[Ap0C552]

I am working on proofs for big o. Like proving f(n) is in bog-o g(n).

I am just wondering if there is anyone who is capable at this, would they be gracious enough to just take a peek at my work and let me know if I am doing anything that makes sense.

Here is one I just did.

f(n)=nlogn+n+logn
g(n)=nlogn

Proving that f(n) is in g(n) by showing there is a value M > 0, and a value K > 0 such that for every value of n>K f(n)<=M(g(n)).

Let K= 1 let M=3

1. n>K
2. n>1
3. nlogn>logn
4. nlogn>n
5. nlogn+nlogn+nlogn>nlogn+n+logn (from 3,4)
6. 3(nlogn)>nlogn+n+logn

Does this make sense?

This post has been edited by Ap0C552: 02 October 2011 - 05:15 PM

[elgose]

That makes sense (and is the usual process to solve these problems) except for your choices for k and M. If M=3, then k>=4. You can always use a calculator to check your logic:

f(x) = xlogx+x+logx
g(x) = 3xlogx

f(1) = 1, f(2) = 2.90, f(3) = 4.90, f(4) = 7.01, f(5) = 9.19
g(1) = 0, g(2) = 1.80, g(3) = 4.29, g(4) = 7.22, g(5) = 10.48

Note: If you're using log base-2, which depending on if this is for a CS class rather than a math class may be the case, then k>=2 would be fine.
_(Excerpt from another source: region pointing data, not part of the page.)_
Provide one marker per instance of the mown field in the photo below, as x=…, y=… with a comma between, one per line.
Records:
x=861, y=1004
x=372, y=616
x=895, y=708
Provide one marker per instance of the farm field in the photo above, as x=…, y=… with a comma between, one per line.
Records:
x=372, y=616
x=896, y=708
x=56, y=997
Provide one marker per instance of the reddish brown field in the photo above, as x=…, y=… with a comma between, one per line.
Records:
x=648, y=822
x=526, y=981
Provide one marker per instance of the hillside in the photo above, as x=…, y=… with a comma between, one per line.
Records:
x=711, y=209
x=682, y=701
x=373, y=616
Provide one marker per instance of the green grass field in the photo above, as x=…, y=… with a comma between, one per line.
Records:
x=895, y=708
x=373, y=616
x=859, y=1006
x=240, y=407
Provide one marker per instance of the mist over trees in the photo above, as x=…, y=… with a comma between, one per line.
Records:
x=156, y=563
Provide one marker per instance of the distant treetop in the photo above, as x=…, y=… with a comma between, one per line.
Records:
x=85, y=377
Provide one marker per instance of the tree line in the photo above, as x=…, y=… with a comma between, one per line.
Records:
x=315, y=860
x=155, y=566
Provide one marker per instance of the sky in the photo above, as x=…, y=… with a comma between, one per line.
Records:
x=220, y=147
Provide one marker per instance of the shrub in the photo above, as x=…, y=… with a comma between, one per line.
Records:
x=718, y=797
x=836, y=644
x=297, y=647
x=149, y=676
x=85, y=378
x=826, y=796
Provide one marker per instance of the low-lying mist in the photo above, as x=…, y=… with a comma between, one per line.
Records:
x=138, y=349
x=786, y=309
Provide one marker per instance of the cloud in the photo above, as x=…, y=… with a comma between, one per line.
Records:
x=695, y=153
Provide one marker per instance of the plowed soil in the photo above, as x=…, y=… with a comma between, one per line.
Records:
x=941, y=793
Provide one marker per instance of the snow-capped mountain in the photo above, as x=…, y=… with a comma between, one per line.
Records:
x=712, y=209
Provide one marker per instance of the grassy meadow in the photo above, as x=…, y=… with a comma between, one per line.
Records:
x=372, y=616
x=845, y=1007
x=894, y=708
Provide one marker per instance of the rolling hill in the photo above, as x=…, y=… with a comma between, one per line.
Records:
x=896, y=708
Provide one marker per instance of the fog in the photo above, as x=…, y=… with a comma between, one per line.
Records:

This post has been edited by elgose: 02 October 2011 - 06:43 PM

[blackcompe]

Let f(n) = nlogn + n + logn
Let g(n) = nlogn

Show that f(n) is Big-Oh g(n), that is f(n) <= Cg(n) for all n > n₀.

So you think that C = 3 and n₀ = 1, makes this statement true for n > n₀. Let n = 2.

f(2) = 2(log2(2)) +2 + log2(2) = 5
Cg(2) = 6(log2(2)) = 6

So, f(2) < Cg(2).

Let n = 10.

f(10) = 10(log2(10)) + 10 + log2(10) = 46.54

Cg(10) = 30(log2(10)) = 99.66

And, f(10) < Cg(10). Let n = 1000000000.

f(1000000000) = 1000000000(log2(1000000000)) +1000000000 + log2(1000000000) = 3.09 × 10¹⁰

Cg(1000000000) = 3000000000(log2(1000000000)) = 8.97 × 10¹⁰

So, yes, C = 3 and n₀ = 1 make that statement true.

[Ap0C552]

Thanks so much!! Really appreciative for that help.

I might be back here soon as I continue to educate myself (the prof and text suck lol!)